The following day the Department of Transport signed emergency legislation stating such results could be provided in English or Irish, but this law will have no impact on hundreds of drink driving cases currently before the courts.

On Friday two applications were submitted by motorists convicted of drink driving, seeking to extend the period within which they could appeal.

If they succeed, it means existing convictions may also be undermined by the High Court ruling.

In Castlerea District Court in Co Roscommon, judge Geoffrey Browne granted an application by a convicted drink driver, John Higgins, Ballybeg, Tulsk, for an extension of time to lodge an appeal.

Legal sources predicted the successful application might prompt a series of similar applications by recently convicted drink drivers.

Solicitor John O’Dwyer, representing Higgins, told the judge his application was “unusual” and “would not have arisen but for the decision of the High Court”.

Higgins was disqualified from driving at Strokestown District Court on January 28th last.

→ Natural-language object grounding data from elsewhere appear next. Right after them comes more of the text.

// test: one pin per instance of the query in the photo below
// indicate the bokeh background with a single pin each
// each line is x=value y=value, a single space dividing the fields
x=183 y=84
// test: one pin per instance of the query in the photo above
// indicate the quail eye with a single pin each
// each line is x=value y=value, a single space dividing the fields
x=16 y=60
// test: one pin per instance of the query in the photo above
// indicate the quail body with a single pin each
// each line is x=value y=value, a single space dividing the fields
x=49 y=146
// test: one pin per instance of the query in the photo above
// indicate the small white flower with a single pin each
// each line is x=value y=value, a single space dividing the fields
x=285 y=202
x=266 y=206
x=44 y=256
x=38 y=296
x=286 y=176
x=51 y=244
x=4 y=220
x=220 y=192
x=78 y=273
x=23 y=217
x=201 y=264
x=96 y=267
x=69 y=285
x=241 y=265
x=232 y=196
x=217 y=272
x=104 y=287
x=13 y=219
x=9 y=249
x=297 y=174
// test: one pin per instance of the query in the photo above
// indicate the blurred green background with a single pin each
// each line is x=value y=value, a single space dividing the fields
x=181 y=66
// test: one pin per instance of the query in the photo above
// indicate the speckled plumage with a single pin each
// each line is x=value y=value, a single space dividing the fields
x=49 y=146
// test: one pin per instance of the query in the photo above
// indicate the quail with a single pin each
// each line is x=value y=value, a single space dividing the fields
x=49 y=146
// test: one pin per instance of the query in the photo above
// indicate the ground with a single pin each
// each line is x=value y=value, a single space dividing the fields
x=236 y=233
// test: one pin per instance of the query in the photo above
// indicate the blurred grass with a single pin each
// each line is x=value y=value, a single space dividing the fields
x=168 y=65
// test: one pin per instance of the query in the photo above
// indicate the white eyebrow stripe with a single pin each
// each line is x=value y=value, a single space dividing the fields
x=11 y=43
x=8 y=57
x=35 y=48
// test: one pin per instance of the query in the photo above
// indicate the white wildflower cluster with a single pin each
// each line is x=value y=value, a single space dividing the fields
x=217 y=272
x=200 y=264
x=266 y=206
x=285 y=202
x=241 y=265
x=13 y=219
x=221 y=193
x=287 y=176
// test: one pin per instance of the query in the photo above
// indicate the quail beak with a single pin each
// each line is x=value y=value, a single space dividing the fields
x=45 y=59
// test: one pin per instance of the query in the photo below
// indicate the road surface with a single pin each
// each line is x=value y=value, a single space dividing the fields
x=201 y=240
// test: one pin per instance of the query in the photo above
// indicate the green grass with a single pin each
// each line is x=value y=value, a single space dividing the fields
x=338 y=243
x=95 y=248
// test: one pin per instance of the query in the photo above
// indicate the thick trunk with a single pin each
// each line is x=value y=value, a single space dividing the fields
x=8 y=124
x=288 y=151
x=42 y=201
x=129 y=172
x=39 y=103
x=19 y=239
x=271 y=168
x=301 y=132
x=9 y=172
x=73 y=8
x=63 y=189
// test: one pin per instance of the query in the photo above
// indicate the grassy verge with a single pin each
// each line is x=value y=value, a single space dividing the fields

He was convicted of drink driving, fined €250, and disqualified for a minimum period of two years.

Mr O’Dwyer told the judge the evidence submitted to the court of the breath analysis of the Evidenzer device came in the form of statement, pursuant to Section 13 of the Road Traffic Act, 2010.

No application for recognisance was fixed at the end of Higgins’s trial.

Following his successful application, Mr O’Dwyer said it was his instruction to lodge an appeal with the Circuit Court.

The basis of the appeal is that at the time of the taking of the sample on September 22nd, 2014, it is now known that the law was incorrect and has subsequently been struck down.

Mr O’Dwyer said the introduction of a new statutory instrument, as signed into law by the Minister for Transport, had prospective effect only and did not remedy the problem in Higgins’s case.

He said it was also his instruction from Higgins to pursue the State for damages where they knew through the offices of An Garda Síochána that the consultative case stated had first been mooted and where there was a vulnerability on the part of the State in relation to the particular statutory provision of Section 13 of the Road Traffic Act 2010.

A similar argument for an extension of time to lodge and appeal and for recognisance to be fixed was made in the case of Ryan Connolly, Summerhill, Ballyglass, Claremorris, Co Mayo, at a sitting on Friday of Castlebar District Court.

Connolly was convicted of drink driving in April last year, was fined €350 and disqualified for driving for two years.

The application was adjourned to October 7th by judge Mary Devins.